Selon l’OMS, plus de 800.000 personnes meurent chaque année dans le monde à cause des faux médicaments. Ainsi, le redoublement des efforts dans la lutte contre le trafic illicite ainsi que la consommation des médicaments de la rue et contrefaits devient une nécessité dans pays africain. C’est une question que le Congo, sous le leadership du Président de la République, Denis Sassou-N’Guesso, prend au sérieux.

Le ministère de la santé et de la population, dirigée par Mme Jacqueline Lydia Mikolo, avec le soutien de la direction de la pharmacie et du médicament, s’attèle à tout mettre en œuvre pour protéger les populations contre le commerce illicite et la consommation des médicaments de la rue. Plusieurs initiatives, soutenues par la Police nationale, visant notamment l’arrêt des trafiquants et la destruction de grandes quantités des médicaments vendus illégalement ont été déjà réalisées avec succès.

Cependant, il ne s’agit pas seulement d’arrêter les trafiquants et de détruire les faux de faux médicaments.

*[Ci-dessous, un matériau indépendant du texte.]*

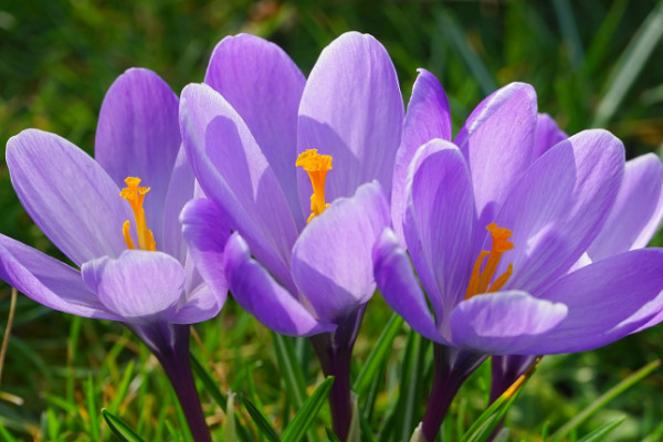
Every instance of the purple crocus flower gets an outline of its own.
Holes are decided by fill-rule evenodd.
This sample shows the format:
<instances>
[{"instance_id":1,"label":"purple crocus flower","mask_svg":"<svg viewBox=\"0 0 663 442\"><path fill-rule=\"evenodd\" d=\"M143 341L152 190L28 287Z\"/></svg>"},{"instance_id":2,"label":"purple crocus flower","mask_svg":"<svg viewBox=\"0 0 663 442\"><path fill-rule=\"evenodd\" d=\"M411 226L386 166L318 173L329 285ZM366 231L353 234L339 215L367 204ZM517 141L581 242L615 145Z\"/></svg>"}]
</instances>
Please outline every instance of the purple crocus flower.
<instances>
[{"instance_id":1,"label":"purple crocus flower","mask_svg":"<svg viewBox=\"0 0 663 442\"><path fill-rule=\"evenodd\" d=\"M538 158L557 143L568 138L552 118L539 114L534 156ZM663 165L653 154L627 161L619 193L601 233L571 269L646 246L663 218ZM661 315L663 313L660 313ZM635 332L659 324L654 316ZM538 360L536 356L492 357L491 401L496 400Z\"/></svg>"},{"instance_id":2,"label":"purple crocus flower","mask_svg":"<svg viewBox=\"0 0 663 442\"><path fill-rule=\"evenodd\" d=\"M133 69L104 98L96 161L54 134L12 137L7 165L17 194L74 266L0 235L0 277L48 307L124 323L161 362L194 439L210 441L189 324L215 316L225 293L210 291L188 262L178 215L194 178L178 106L158 75Z\"/></svg>"},{"instance_id":3,"label":"purple crocus flower","mask_svg":"<svg viewBox=\"0 0 663 442\"><path fill-rule=\"evenodd\" d=\"M451 143L440 84L422 71L414 85L394 169L396 232L381 234L373 260L388 304L436 343L425 440L486 355L588 350L661 311L662 250L576 265L615 206L622 144L587 130L535 157L537 119L534 90L514 83Z\"/></svg>"},{"instance_id":4,"label":"purple crocus flower","mask_svg":"<svg viewBox=\"0 0 663 442\"><path fill-rule=\"evenodd\" d=\"M219 43L206 83L187 86L180 106L209 198L182 213L193 260L271 329L317 335L345 440L349 357L375 291L371 248L389 225L382 189L391 189L403 118L393 65L372 36L350 32L306 81L275 44L238 35ZM219 229L225 222L231 236Z\"/></svg>"}]
</instances>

La sensibilisation des populations ainsi que leur implication sont d’une importance capitale. Dans cette optique, le ministère de la santé et de la population, avec l’appui de ses partenaires, l’OMS, la Fondation Jacques Chirac, l’Ordre national des pharmaciens du Congo et le Syndicat des pharmaciens du Congo, notamment, organise chaque année une série d’activités visant à informer les populations et les prévenir des dangers liés à la consommation des médicaments issus de la contrefaçon.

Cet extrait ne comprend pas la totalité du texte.